Moyen-Orient - Les Forces armées canadiennes au Moyen-Orient

Video file

Description

Collection d'entrevues avec des vétérans des Forces armées canadiennes racontant leur expérience du service militaire au Moyen-Orient. Les vétérans de ce vidéo sont : Ron Gourlay, Maurice Lachapelle, Murray Floyd, Donald Ethell, Fred Gallant, David Laxton, Camilien Gaudet, Rémi Lefebvre, Normand St-Onge, John Perry, John Nystad, Bert Diamond, Bob Terry et Red Grossinger.

Transcription

Quand on arrive, c’est désert, c’est chaud, il y a des coutumes très ancrées, différentes tribus se font la guerre. C’est ma première expérience avec l’ONU, où deux clans étaient séparés par tant de kilomètres, et nous, on devait être entre les deux.

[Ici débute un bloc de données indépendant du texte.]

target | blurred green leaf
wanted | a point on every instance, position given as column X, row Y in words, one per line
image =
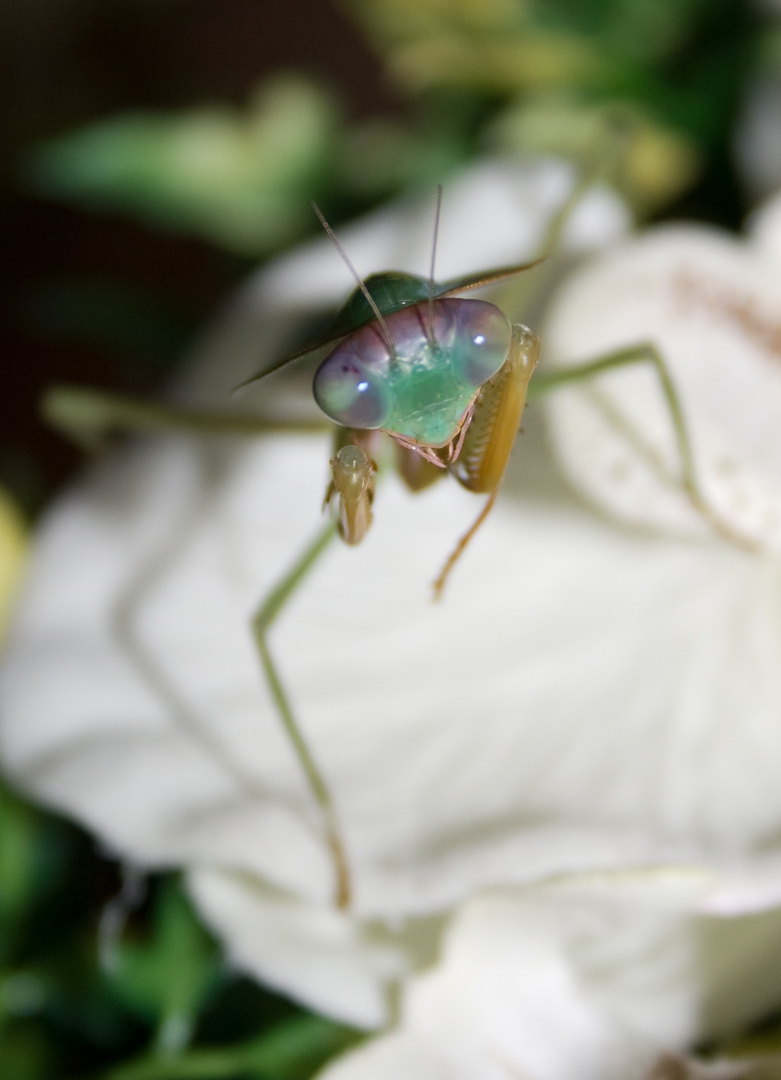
column 291, row 1051
column 167, row 979
column 242, row 179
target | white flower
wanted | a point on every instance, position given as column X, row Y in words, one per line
column 584, row 698
column 592, row 980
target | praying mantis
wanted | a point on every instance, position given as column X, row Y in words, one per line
column 446, row 379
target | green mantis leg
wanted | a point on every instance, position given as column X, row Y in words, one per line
column 261, row 622
column 88, row 416
column 647, row 353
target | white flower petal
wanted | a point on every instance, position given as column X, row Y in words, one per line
column 576, row 983
column 711, row 306
column 584, row 698
column 311, row 952
column 561, row 710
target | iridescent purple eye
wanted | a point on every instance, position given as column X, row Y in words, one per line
column 349, row 393
column 481, row 338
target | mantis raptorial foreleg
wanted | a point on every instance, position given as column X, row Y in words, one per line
column 647, row 353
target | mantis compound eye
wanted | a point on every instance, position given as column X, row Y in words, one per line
column 349, row 393
column 477, row 340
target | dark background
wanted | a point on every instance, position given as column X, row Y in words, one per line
column 64, row 63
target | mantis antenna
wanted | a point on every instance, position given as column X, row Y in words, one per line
column 346, row 259
column 430, row 326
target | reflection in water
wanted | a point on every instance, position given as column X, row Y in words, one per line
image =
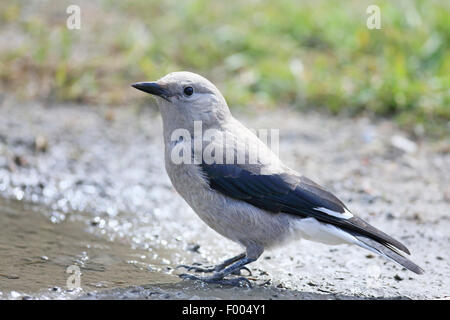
column 35, row 254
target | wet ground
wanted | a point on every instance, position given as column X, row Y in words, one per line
column 86, row 187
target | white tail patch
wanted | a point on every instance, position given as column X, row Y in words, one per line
column 343, row 215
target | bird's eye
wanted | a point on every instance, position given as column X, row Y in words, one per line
column 188, row 91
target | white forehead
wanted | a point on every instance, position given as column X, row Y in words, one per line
column 186, row 77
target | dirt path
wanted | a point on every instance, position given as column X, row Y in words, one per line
column 86, row 186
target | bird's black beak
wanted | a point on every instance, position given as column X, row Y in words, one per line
column 152, row 88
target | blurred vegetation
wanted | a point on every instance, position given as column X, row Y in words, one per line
column 309, row 54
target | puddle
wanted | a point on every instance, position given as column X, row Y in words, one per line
column 91, row 191
column 35, row 254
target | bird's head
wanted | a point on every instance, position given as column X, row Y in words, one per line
column 188, row 97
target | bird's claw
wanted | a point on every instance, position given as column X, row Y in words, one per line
column 196, row 269
column 212, row 269
column 237, row 282
column 237, row 272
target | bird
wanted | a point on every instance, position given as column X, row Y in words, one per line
column 259, row 203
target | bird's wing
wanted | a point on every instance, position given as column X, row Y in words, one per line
column 293, row 194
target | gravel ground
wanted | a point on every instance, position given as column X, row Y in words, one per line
column 86, row 186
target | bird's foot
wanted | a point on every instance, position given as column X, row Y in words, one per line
column 218, row 268
column 196, row 268
column 236, row 282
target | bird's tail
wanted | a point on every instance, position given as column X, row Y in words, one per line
column 388, row 252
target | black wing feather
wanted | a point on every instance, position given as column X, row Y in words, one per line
column 289, row 194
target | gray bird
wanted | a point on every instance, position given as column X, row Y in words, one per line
column 259, row 204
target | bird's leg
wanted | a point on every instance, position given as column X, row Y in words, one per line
column 218, row 276
column 216, row 268
column 251, row 255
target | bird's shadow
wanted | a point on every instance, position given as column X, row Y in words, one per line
column 188, row 289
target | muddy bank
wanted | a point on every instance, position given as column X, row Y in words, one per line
column 87, row 185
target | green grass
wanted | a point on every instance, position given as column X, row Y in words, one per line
column 309, row 54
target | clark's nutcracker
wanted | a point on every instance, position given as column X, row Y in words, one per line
column 260, row 204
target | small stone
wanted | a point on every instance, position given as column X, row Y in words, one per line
column 398, row 278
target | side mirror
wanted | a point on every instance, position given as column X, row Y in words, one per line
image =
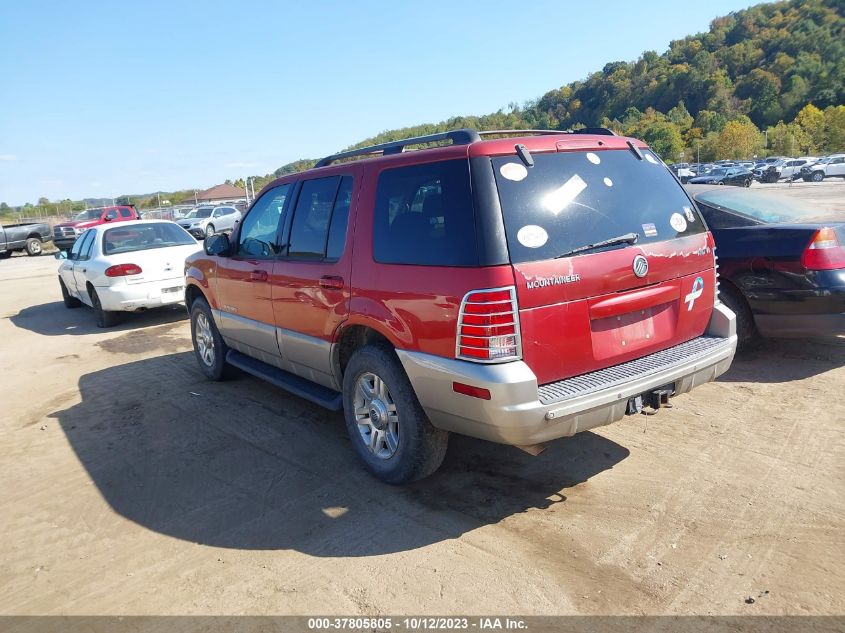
column 217, row 245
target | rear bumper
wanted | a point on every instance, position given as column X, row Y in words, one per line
column 131, row 297
column 800, row 325
column 522, row 413
column 800, row 313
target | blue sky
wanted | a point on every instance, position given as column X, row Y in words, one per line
column 108, row 98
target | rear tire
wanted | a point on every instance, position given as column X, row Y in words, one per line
column 746, row 330
column 209, row 348
column 105, row 318
column 389, row 429
column 70, row 302
column 33, row 246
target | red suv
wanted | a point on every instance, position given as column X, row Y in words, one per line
column 65, row 234
column 513, row 289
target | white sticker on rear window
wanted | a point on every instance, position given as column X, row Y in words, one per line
column 532, row 236
column 513, row 171
column 557, row 200
column 678, row 222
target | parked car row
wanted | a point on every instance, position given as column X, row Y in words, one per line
column 482, row 295
column 768, row 170
column 205, row 220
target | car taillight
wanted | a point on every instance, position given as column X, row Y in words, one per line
column 824, row 252
column 122, row 270
column 488, row 326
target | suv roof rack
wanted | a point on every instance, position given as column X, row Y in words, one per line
column 458, row 137
column 603, row 131
column 464, row 136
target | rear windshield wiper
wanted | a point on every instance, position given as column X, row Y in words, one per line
column 628, row 238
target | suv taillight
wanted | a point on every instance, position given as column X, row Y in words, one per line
column 122, row 270
column 824, row 251
column 488, row 326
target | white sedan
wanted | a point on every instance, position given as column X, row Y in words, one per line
column 126, row 267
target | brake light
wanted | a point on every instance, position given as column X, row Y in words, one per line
column 122, row 270
column 488, row 326
column 824, row 252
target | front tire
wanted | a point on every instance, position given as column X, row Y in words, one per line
column 389, row 429
column 105, row 318
column 746, row 330
column 209, row 348
column 70, row 302
column 33, row 246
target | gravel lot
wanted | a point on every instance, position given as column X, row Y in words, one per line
column 132, row 486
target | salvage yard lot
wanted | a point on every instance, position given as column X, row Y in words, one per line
column 130, row 485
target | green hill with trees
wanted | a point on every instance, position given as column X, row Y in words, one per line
column 768, row 80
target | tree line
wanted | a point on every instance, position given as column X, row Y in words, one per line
column 768, row 80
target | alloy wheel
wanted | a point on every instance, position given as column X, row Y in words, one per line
column 376, row 415
column 204, row 339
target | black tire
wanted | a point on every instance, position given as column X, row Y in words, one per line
column 420, row 448
column 746, row 330
column 33, row 246
column 214, row 367
column 105, row 318
column 70, row 302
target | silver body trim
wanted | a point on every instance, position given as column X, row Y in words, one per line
column 305, row 356
column 514, row 413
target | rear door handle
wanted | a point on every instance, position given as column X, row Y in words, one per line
column 330, row 282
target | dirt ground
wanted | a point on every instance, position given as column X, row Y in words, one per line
column 130, row 485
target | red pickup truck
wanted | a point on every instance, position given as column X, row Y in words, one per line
column 65, row 234
column 513, row 289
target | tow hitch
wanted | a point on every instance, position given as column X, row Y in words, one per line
column 655, row 399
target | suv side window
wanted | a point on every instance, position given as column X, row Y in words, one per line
column 424, row 215
column 340, row 219
column 310, row 228
column 82, row 247
column 257, row 238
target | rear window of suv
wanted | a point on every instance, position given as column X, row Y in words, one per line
column 572, row 199
column 424, row 215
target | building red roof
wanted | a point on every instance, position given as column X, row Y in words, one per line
column 218, row 192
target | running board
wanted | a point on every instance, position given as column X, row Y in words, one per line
column 298, row 386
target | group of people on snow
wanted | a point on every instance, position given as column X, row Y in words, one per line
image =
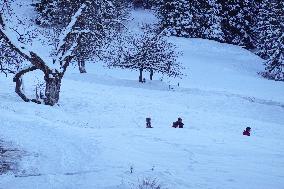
column 179, row 124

Tu sais, c’était toujours des flare-up, et quand je dis des flare-up, c’est parce qu’ils recommençaient toujours à faire des petites guerres, des petites attaques un contre l’autre, c’est pour ça qu’on allait se présenter là, nous autres.

On était là pour essayer d’empêcher les Israéliens et les Égyptiens de s’entretuer.

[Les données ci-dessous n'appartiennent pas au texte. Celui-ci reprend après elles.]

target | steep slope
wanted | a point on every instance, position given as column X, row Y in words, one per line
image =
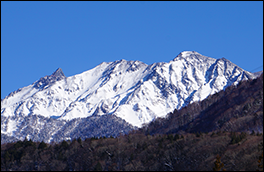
column 239, row 108
column 131, row 90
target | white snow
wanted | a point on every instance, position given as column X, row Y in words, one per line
column 131, row 90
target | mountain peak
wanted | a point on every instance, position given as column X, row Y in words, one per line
column 49, row 80
column 185, row 54
column 58, row 73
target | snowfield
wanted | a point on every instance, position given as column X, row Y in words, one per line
column 131, row 90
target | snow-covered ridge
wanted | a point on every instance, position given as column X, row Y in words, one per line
column 131, row 90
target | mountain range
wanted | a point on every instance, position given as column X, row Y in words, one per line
column 112, row 98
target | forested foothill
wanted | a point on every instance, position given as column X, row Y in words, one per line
column 222, row 132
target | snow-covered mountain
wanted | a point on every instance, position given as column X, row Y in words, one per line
column 131, row 90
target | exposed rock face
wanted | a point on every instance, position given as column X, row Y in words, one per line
column 131, row 90
column 49, row 80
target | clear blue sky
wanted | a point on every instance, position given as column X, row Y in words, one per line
column 39, row 37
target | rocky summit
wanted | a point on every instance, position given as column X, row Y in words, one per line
column 132, row 91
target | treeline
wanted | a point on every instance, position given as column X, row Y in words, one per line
column 137, row 151
column 237, row 108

Il faut être à la hauteur et établir sa crédibilité; il faut que les deux sociétés aient confiance en nous et il faut demeurer neutre.

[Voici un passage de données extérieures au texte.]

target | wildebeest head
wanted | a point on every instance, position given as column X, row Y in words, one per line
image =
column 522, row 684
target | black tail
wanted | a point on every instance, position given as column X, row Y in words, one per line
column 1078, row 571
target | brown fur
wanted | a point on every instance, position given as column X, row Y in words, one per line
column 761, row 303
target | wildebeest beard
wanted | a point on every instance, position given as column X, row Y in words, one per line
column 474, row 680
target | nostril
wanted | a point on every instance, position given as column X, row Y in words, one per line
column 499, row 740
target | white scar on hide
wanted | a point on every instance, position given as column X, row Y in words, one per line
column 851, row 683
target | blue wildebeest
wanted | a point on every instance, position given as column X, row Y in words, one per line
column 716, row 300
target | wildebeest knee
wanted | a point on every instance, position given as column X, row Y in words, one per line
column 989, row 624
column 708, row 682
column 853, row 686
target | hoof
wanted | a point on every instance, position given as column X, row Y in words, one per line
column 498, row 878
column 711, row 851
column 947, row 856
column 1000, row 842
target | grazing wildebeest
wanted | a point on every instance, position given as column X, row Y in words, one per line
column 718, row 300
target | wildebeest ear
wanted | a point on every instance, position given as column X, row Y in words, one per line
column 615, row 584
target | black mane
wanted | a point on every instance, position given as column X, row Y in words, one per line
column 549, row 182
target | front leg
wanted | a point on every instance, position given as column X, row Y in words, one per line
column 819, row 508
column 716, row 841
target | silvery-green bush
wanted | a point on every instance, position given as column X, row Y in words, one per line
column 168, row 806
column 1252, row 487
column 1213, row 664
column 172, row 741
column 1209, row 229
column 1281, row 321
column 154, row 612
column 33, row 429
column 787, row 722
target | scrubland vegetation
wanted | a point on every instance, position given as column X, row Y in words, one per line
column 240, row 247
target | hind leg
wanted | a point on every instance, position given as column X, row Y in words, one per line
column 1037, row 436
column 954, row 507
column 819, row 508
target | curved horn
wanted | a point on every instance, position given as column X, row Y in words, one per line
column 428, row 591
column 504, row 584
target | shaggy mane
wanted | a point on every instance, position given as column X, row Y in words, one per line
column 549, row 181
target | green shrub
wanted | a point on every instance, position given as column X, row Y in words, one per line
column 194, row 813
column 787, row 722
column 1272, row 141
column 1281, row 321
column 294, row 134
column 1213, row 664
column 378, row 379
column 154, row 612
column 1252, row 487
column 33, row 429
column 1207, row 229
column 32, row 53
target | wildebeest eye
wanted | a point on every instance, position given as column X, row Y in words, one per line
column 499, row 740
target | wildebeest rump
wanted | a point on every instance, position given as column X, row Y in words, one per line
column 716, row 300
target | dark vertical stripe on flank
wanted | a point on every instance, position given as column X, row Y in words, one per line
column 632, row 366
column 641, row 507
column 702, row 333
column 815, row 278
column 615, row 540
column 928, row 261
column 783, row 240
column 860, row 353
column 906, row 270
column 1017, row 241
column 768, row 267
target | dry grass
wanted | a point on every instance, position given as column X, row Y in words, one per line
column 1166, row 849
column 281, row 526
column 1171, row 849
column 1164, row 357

On était des gardiens sans arme.

C’était notre protection, on était des observateurs, ça nous donnait le droit d’aller n’importe où dans la zone de conflit.

Ils nous donnaient une mitraillette, un magasin et dix balles, et ils nous disaient de mettre l’arme sur notre épaule, le magasin dans une poche et les balles dans l’autre pour ne pas créer d’incident international; ils nous donnaient aussi un bâton de baseball et nous disaient « Si vous avez des problèmes, lever-le dans les airs, et les gens s’en iront » (rires).

Les soirs, on était dehors pis on entendait des canons qui se battaient, alors c’était pas un pays qui était trop tranquille. 

Ça été des conditions de guerre.

On voyait des maisons, des cimetières, des églises, détruites et tout ça. 

On avait toujours un camion d’eau et un camion de ravitaillement pétrolier. C’est très grand et très chaud le désert, vous savez...

Avant, on entrait dans les villages, les gens nous saluaient, et là, ils me lançaient des crottes de chameaux et des pierres et des bâtons.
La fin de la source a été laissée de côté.